DermayuMagz.com – Pemerintah Indonesia melalui Kementerian Energi dan Sumber Daya Mineral (ESDM) tengah menjajaki inovasi baru dalam penyediaan energi rumah tangga. Menteri ESDM, Bahlil Lahadalia, mengungkapkan bahwa uji coba penggunaan Compressed Natural Gas (CNG) ukuran 3 kilogram (kg) sedang dilakukan sebagai alternatif pengganti LPG subsidi.
Inisiatif ini merupakan bagian dari upaya pemerintah untuk mengurangi ketergantungan terhadap impor energi, khususnya LPG yang masih didominasi oleh pasokan dari luar negeri. Uji coba ini dilakukan di dua negara, yaitu China, yang merupakan pusat produksi teknologi CNG, dan tentu saja di Indonesia.
Bahlil menjelaskan bahwa teknologi CNG sebenarnya bukanlah hal baru dan sudah dimanfaatkan dalam berbagai sektor. Selama ini, CNG telah digunakan dalam skala besar di industri perhotelan, restoran, hingga mendukung program-program pemerintah seperti Makan Bergizi Gratis (MBG).
Namun, pemanfaatan CNG selama ini masih terbatas pada tabung berkapasitas besar, umumnya di atas 10 hingga 20 kilogram. Untuk menjangkau masyarakat luas, pemerintah berupaya mengembangkan tabung CNG berukuran kecil yang setara dengan tabung LPG 3 kilogram.
Langkah ini diharapkan dapat memberikan alternatif energi yang lebih terjangkau dan berkelanjutan bagi rumah tangga di Indonesia.
Baca juga : Model Dapur Outdoor Estetik dan Fungsional untuk Rumah Kecil di Desa
Tantangan Tekanan Tinggi
Pengembangan tabung CNG berukuran 3 kilogram tentu memiliki tantangan tersendiri. Bahlil mengidentifikasi tantangan utama terletak pada aspek teknis, terutama berkaitan dengan tekanan gas yang dimiliki CNG.
Tekanan gas pada tabung CNG jauh lebih tinggi dibandingkan dengan LPG. Tekanan ini bisa mencapai 200 hingga 250 bar, sebuah angka yang memerlukan standar keamanan dan teknologi yang sangat ketat.
Oleh karena itu, pengujian menyeluruh menjadi langkah krusial sebelum tabung CNG 3 kilogram dapat diperkenalkan kepada masyarakat. Proses ini membutuhkan waktu agar hasilnya benar-benar terjamin aman dan sesuai dengan kebutuhan penggunaan di rumah tangga.
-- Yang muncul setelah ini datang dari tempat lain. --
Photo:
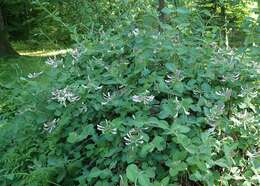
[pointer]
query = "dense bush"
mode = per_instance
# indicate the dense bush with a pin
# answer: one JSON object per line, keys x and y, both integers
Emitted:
{"x": 137, "y": 108}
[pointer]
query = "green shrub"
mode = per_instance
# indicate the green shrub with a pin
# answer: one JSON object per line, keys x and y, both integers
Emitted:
{"x": 137, "y": 108}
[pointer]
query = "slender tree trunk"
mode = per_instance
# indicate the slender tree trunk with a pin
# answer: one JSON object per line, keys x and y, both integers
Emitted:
{"x": 161, "y": 14}
{"x": 5, "y": 47}
{"x": 224, "y": 18}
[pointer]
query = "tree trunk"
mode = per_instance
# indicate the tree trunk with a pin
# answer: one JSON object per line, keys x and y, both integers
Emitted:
{"x": 5, "y": 47}
{"x": 161, "y": 14}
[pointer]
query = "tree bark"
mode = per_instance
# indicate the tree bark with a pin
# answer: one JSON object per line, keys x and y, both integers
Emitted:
{"x": 5, "y": 46}
{"x": 161, "y": 14}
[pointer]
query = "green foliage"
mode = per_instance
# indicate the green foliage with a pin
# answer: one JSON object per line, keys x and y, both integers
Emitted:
{"x": 137, "y": 107}
{"x": 133, "y": 106}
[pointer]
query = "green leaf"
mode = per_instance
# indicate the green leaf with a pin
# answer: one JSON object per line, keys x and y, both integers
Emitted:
{"x": 132, "y": 172}
{"x": 170, "y": 66}
{"x": 159, "y": 143}
{"x": 144, "y": 180}
{"x": 167, "y": 10}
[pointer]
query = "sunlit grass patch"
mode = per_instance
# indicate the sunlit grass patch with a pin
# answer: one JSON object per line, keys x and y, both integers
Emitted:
{"x": 44, "y": 53}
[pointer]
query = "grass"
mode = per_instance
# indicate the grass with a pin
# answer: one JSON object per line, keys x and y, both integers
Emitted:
{"x": 30, "y": 60}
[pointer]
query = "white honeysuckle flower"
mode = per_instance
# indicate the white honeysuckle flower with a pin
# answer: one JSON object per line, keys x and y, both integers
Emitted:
{"x": 106, "y": 127}
{"x": 83, "y": 108}
{"x": 50, "y": 125}
{"x": 34, "y": 75}
{"x": 248, "y": 92}
{"x": 107, "y": 97}
{"x": 63, "y": 96}
{"x": 231, "y": 78}
{"x": 136, "y": 32}
{"x": 54, "y": 62}
{"x": 133, "y": 137}
{"x": 143, "y": 98}
{"x": 169, "y": 79}
{"x": 225, "y": 93}
{"x": 77, "y": 53}
{"x": 137, "y": 99}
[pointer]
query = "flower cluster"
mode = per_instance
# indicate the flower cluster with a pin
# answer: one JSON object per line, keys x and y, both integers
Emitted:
{"x": 179, "y": 106}
{"x": 176, "y": 76}
{"x": 134, "y": 138}
{"x": 226, "y": 93}
{"x": 54, "y": 62}
{"x": 50, "y": 125}
{"x": 34, "y": 75}
{"x": 106, "y": 127}
{"x": 63, "y": 96}
{"x": 143, "y": 98}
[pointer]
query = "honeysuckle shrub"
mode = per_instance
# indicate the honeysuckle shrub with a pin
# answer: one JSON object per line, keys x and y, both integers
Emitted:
{"x": 136, "y": 108}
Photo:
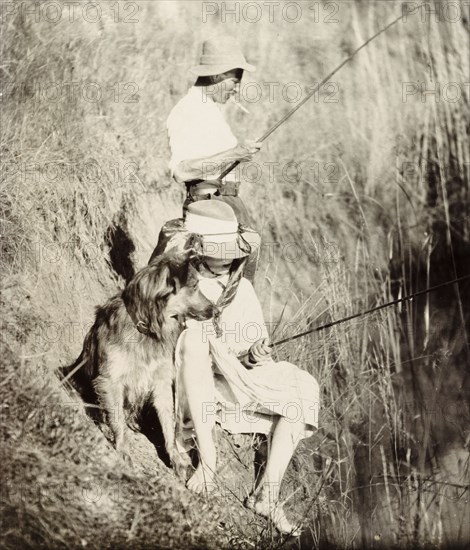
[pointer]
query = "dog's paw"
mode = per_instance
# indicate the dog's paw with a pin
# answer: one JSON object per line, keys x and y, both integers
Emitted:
{"x": 124, "y": 449}
{"x": 180, "y": 464}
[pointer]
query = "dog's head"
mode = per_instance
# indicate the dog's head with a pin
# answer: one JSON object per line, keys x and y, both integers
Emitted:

Pemerintah berkomitmen untuk memastikan bahwa setiap aspek keamanan terpenuhi demi kenyamanan dan keselamatan konsumen.
Potensi Energi Domestik
Salah satu keunggulan utama CNG yang mendorong pengembangannya adalah ketersediaan bahan bakunya yang melimpah di dalam negeri. Indonesia dianugerahi dengan cadangan gas alam yang sangat besar, yang berpotensi besar untuk memenuhi kebutuhan energi domestik.
Pemanfaatan gas alam domestik untuk CNG dapat secara signifikan mengurangi ketergantungan impor LPG, yang selama ini membebani neraca perdagangan negara. Hal ini juga sejalan dengan upaya pemerintah untuk memperkuat kemandirian energi nasional.
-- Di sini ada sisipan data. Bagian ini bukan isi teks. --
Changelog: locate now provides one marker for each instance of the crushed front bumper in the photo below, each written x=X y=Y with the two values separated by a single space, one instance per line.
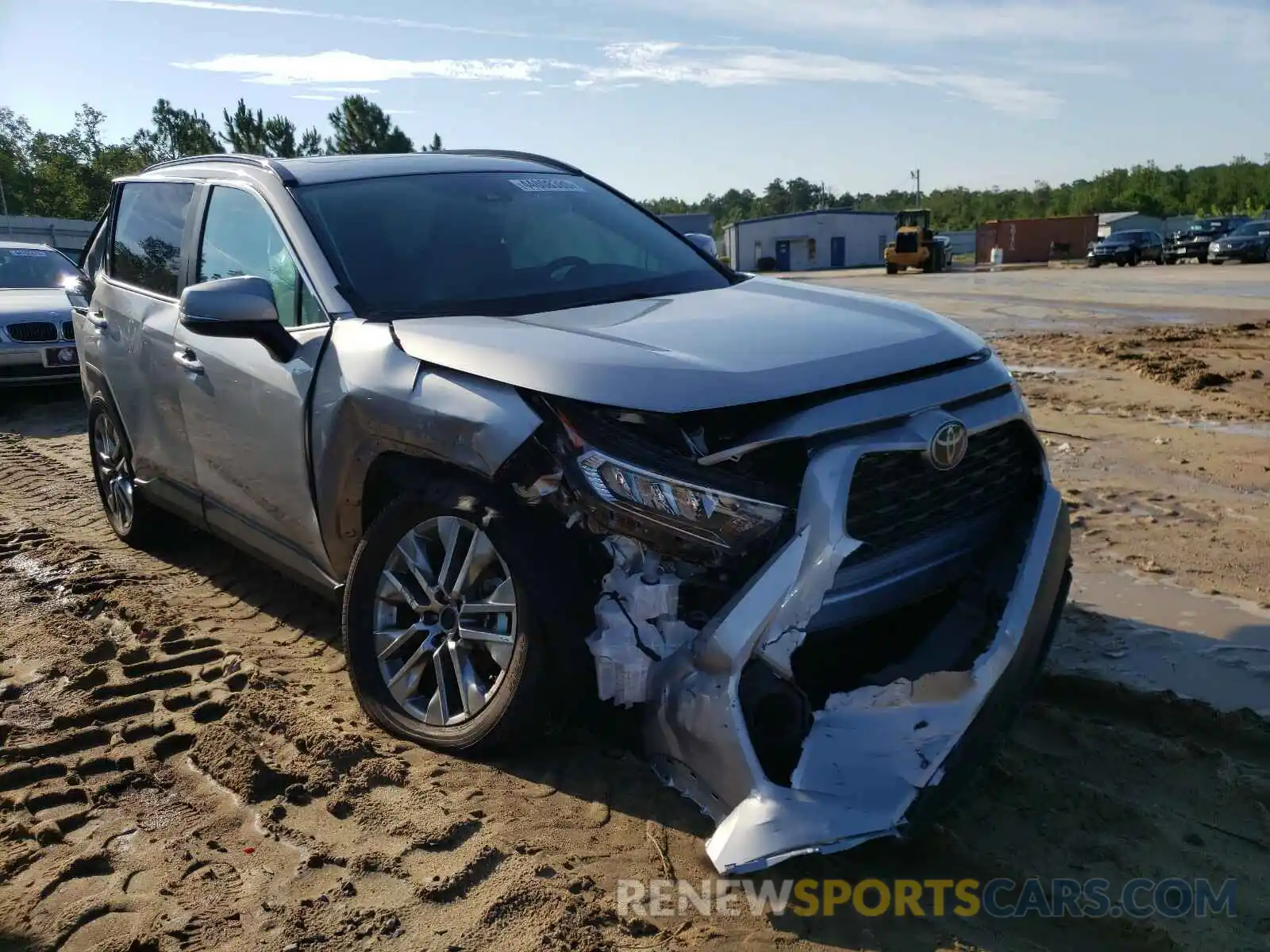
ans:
x=876 y=757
Bahkan, baru-baru ini ditemukan cadangan gas baru di Kalimantan Timur. Cadangan ini diharapkan dapat dialokasikan untuk memenuhi kebutuhan energi dalam negeri, termasuk potensi untuk pengembangan CNG.
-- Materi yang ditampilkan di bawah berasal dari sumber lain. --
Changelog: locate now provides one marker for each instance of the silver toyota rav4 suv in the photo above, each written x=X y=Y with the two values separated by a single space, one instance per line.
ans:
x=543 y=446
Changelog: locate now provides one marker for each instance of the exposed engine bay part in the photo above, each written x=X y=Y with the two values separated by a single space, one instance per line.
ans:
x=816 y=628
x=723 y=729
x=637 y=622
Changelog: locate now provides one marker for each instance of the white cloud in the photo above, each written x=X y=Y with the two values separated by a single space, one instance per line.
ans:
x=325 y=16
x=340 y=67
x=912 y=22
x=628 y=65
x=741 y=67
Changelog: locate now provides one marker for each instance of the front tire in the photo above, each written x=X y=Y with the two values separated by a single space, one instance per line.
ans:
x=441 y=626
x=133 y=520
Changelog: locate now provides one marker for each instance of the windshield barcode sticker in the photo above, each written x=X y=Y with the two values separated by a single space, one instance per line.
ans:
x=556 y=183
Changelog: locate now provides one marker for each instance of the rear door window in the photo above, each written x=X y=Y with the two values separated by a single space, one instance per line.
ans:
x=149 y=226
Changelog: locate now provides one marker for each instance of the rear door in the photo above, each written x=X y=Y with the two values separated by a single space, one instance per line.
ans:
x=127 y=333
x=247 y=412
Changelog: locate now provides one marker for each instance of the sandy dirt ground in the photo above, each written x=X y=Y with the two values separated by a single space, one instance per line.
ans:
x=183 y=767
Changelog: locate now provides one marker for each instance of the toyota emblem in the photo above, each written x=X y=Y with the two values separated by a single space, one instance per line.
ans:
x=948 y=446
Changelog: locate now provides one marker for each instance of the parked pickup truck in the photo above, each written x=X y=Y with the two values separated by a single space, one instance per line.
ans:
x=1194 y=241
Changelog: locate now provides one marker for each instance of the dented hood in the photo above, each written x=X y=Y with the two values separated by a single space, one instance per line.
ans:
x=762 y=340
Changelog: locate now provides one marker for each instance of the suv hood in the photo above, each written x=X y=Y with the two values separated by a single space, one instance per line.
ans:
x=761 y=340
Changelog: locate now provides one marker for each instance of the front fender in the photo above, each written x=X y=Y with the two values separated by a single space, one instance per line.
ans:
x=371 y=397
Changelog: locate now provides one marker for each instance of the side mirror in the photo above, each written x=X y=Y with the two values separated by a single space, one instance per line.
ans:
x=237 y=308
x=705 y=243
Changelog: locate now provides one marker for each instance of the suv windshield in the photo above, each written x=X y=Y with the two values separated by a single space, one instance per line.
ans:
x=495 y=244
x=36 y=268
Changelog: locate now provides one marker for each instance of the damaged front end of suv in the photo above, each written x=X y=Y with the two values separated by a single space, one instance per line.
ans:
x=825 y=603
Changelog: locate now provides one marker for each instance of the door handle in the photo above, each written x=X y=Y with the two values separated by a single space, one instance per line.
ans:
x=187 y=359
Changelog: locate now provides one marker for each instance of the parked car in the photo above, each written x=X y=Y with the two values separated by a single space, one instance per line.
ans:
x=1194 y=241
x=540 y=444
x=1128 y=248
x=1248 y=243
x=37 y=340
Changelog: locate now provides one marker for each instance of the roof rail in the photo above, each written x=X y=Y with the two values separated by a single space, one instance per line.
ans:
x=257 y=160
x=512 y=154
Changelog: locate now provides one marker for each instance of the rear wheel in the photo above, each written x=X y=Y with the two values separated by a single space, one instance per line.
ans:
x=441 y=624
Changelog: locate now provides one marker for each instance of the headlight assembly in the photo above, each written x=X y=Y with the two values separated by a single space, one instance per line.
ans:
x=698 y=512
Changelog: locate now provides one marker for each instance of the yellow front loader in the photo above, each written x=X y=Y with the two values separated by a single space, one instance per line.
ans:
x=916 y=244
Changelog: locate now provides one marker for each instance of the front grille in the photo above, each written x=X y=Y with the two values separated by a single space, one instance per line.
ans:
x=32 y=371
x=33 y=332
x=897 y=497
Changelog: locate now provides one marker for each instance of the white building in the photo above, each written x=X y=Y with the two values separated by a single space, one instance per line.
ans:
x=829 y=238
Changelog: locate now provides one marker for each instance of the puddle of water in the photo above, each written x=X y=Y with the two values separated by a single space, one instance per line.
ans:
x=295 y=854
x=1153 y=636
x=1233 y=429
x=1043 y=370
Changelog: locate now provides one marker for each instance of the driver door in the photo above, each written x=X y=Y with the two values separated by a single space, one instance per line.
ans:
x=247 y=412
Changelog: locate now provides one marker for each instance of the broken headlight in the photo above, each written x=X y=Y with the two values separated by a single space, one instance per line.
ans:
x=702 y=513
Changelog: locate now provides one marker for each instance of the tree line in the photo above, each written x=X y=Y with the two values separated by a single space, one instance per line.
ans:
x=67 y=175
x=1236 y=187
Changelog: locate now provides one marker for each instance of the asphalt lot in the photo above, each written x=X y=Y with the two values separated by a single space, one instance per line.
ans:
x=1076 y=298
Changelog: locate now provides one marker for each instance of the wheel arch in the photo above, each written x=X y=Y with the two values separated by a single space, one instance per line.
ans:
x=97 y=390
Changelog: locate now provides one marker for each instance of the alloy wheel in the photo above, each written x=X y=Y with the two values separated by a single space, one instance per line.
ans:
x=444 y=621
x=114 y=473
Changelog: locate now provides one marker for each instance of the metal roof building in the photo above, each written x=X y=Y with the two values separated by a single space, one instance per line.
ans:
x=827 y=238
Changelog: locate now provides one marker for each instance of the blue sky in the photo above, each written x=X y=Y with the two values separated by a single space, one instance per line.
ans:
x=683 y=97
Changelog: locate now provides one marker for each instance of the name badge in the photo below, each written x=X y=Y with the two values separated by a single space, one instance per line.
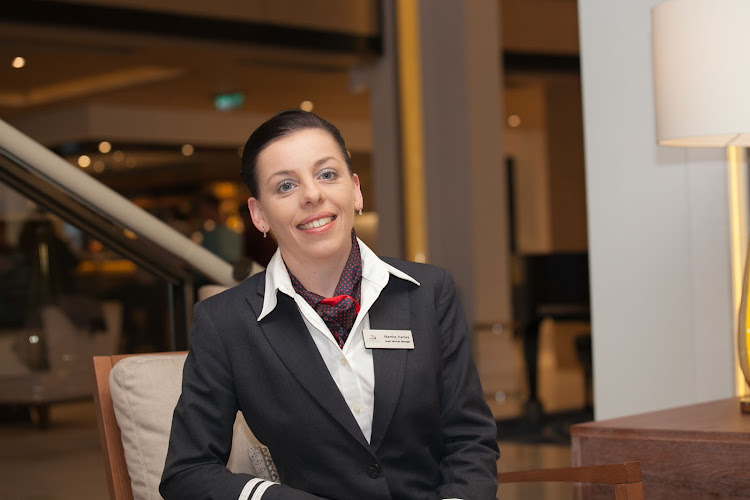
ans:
x=388 y=339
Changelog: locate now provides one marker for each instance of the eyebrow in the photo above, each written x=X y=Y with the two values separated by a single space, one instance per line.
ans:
x=284 y=173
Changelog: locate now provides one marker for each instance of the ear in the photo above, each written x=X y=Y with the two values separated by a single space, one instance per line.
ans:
x=358 y=199
x=256 y=213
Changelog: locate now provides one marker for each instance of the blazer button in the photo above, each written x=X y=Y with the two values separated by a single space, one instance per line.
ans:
x=375 y=471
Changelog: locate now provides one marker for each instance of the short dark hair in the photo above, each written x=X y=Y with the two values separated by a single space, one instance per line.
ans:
x=280 y=125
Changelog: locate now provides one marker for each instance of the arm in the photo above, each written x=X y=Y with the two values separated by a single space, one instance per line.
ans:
x=201 y=436
x=469 y=464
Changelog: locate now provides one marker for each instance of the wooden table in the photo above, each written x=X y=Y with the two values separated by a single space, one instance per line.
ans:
x=698 y=451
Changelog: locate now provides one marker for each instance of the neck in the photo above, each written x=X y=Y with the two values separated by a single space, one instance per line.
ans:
x=320 y=277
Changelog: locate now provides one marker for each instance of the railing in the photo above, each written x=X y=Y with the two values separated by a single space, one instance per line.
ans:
x=84 y=202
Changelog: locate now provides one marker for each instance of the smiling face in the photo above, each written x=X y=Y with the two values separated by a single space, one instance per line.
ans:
x=307 y=198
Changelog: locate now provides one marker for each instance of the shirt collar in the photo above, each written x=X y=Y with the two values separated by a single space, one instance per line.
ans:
x=277 y=277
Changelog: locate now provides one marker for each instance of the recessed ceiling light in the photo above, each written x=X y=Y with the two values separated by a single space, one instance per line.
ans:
x=84 y=161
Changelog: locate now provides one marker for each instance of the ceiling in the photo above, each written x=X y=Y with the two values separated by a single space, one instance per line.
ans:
x=80 y=53
x=143 y=75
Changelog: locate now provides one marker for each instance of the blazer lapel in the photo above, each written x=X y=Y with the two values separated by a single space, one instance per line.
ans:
x=389 y=312
x=288 y=336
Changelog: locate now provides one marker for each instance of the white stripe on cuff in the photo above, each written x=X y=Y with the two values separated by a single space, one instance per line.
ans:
x=245 y=493
x=262 y=489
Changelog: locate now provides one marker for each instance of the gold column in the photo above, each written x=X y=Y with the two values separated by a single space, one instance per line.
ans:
x=738 y=219
x=412 y=141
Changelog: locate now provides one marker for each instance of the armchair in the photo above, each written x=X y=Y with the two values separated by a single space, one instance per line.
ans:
x=135 y=396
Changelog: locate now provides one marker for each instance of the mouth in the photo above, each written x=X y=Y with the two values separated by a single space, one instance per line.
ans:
x=316 y=223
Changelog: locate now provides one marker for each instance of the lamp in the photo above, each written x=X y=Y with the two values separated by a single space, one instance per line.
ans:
x=701 y=57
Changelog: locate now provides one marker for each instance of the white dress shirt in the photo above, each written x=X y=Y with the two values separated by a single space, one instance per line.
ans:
x=351 y=367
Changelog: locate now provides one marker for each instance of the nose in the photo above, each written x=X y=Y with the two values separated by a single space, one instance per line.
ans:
x=311 y=193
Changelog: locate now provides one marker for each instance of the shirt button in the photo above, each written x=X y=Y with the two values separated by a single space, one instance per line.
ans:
x=375 y=471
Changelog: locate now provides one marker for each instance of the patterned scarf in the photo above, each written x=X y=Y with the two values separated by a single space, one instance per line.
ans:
x=340 y=311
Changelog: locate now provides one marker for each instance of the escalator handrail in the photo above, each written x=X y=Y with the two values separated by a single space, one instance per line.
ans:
x=112 y=205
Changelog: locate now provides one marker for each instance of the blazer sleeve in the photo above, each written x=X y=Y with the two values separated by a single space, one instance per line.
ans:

Selain fokus pada pengembangan teknologi dan standar keamanan, pemerintah juga tengah mengkaji skema subsidi untuk penggunaan CNG. Opsi pemberian subsidi masih terbuka, namun detail mengenai mekanisme dan besaran subsidi masih dalam tahap pembahasan lebih lanjut.
Pemerintah ingin memastikan bahwa transisi ke CNG ini tidak hanya berkelanjutan secara energi, tetapi juga terjangkau bagi seluruh lapisan masyarakat.
Dengan adanya uji coba ini, diharapkan CNG dapat menjadi solusi energi yang efektif dan efisien di masa depan, mengurangi beban impor, dan memanfaatkan sumber daya alam yang dimiliki Indonesia secara optimal.